特別公演は唐津東松浦医師会医療センターの原田実根先生より「今は昔、造血幹細胞移植の温故知新」というテーマで同種骨髄移植の歴史と展望を、また、九州大学先端医療イノベーションセンターの水野晋一先生より、「遺伝子診断の最先端 ゲノミクスの進歩と個別化医療」というテーマでゲノミクス分野の進歩に伴う個別化医療とこれからの展望について、さらには急速に発展しているがん免疫療法における個別化免疫療法の可能性についての講演でした。

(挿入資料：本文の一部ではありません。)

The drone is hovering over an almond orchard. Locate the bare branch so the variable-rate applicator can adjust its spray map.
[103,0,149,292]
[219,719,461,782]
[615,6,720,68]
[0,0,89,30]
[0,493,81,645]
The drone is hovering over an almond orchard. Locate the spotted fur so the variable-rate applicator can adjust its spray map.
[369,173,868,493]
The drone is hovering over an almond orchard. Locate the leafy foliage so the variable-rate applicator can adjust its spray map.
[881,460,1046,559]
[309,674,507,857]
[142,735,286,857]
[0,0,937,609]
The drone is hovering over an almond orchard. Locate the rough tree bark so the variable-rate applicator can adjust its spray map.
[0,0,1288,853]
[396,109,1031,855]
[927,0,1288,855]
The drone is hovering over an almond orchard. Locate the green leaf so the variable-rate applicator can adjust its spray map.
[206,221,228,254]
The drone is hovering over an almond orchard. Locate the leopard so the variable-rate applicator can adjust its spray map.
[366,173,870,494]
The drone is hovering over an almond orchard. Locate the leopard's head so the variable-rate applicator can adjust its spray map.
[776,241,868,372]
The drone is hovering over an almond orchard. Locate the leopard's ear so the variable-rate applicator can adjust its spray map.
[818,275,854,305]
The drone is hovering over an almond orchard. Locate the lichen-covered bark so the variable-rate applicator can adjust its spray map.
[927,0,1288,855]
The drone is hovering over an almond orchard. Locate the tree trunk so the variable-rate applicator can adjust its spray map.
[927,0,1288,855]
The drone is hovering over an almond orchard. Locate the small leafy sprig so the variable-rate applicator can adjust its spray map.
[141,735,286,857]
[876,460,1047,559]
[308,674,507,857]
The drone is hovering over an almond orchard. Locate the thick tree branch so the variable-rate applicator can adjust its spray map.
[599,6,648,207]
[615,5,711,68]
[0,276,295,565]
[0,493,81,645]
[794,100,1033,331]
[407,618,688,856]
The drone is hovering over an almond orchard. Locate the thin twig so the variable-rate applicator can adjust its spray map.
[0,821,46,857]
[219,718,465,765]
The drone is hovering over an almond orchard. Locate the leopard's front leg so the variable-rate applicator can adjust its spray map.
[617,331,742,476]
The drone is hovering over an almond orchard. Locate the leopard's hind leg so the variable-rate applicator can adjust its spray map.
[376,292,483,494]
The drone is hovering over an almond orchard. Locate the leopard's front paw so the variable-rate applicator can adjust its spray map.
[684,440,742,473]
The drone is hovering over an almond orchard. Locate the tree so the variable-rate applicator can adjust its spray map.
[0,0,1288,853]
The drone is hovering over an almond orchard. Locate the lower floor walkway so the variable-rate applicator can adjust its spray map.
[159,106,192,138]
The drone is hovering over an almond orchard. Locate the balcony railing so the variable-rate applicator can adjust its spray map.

他にも、造血器腫瘍WHO分類新版の概要と変更点について、近年注目されている血球計数装置による体腔液測定の解析について、血液形態と病理の接点について、九州に関連深い成人T細胞性白血病について等、沢山の興味深いプログラムがあり、多忙な2日間でした。おかげで観光はほとんどできず心残りではありましたが、帰路の途中、博多駅で博多ラーメンと明太子はクリアできたので良かったです。今回、参加されたみなさん、お疲れ様でした。また来年の札幌に向け頑張っていきましょう。行かれてない方、ケースカンファレンスに使われた症例のスライドがホームページに掲載されているので見れば勉強になりますよ〜。